Microsoft Machine Reading Comprehension (MS MARCO), a dataset of 100,000 questions and answers made available to researchers for the first time today, was made to change that.
By open-sourcing a dataset with answers written by humans, Microsoft hopes MS MARCO can make breakthroughs in artificial intelligence research, and begin to help AI read and understand language like humans would.
That way, instead of having to read through a website to find the answer to your question, you can ask a search engine or virtual assistant, and they will skim documents and websites like humans do, then provide a complex or nuanced answer.
The 100,000 questions and answers were made based on questions asked by real people to the Bing search engine or Cortana virtual assistant. Answers provided by MS MARCO were drawn from more than 200,000 documents or websites and summarized by a human.
“The team chose the anonymized questions based on the queries they thought would be more interesting to researchers. In addition, the answers were written by humans, based on real web pages, and verified for accuracy,” said a Microsoft blog post announcing the release of MS MARCO.

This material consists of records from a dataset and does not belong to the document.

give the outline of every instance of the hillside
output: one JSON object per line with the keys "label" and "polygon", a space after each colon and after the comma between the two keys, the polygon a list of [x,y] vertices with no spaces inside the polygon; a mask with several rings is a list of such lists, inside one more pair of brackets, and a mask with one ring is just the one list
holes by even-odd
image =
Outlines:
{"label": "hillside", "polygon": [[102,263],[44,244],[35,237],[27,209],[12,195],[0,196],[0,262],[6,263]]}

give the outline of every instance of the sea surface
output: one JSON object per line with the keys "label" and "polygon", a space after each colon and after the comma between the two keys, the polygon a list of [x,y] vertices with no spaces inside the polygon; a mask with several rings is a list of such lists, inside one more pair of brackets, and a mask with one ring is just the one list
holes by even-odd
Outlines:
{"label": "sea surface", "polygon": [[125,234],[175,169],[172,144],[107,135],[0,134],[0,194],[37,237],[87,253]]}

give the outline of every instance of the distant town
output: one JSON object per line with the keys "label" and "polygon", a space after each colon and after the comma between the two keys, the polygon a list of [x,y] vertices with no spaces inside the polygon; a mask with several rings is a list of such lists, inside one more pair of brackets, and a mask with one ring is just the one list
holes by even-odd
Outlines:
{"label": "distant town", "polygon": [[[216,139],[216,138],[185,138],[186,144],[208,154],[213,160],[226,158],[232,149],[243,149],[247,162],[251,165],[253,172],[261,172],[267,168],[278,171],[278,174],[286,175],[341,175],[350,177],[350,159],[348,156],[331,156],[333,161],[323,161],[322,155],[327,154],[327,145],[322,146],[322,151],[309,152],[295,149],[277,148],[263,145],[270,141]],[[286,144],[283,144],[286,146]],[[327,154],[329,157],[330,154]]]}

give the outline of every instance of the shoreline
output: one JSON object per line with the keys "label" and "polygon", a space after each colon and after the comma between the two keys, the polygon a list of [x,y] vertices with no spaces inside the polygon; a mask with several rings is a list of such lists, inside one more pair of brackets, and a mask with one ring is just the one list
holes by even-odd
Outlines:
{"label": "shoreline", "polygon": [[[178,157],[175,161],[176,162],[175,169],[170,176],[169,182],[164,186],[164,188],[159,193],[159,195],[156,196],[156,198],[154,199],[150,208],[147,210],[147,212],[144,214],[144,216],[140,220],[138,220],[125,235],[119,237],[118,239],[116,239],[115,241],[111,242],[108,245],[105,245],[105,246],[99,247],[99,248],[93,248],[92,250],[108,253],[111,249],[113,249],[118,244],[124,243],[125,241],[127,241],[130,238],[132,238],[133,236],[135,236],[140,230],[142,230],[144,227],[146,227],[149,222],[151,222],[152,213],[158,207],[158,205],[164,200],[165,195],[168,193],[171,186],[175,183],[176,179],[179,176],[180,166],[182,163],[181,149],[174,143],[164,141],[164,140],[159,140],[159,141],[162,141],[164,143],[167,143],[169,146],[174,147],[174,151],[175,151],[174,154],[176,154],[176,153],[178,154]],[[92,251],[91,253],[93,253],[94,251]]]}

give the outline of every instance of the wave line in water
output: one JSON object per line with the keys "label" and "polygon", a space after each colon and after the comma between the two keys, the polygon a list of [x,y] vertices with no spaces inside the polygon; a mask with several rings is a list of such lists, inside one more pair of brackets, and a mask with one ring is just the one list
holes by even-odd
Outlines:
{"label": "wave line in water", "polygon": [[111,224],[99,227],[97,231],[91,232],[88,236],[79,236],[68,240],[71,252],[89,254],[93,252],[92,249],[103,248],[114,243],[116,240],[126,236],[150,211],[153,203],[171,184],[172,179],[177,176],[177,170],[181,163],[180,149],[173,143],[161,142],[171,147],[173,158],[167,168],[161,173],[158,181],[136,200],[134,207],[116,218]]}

Many datasets used to train natural language processing today have notable shortcomings, the eight-person team that compiled MS MARCO argued in a paper published last month on open research publication arxiv.org.
Most datasets used to train natural language processing (NLP) today do not use questions posed by real people, and they tend to draw upon resources like Wikipedia instead of the less polished but more realistic questions from real people.
MS MARCO is available to businesses and researchers, but datasets available to download for free are for non-commercial use.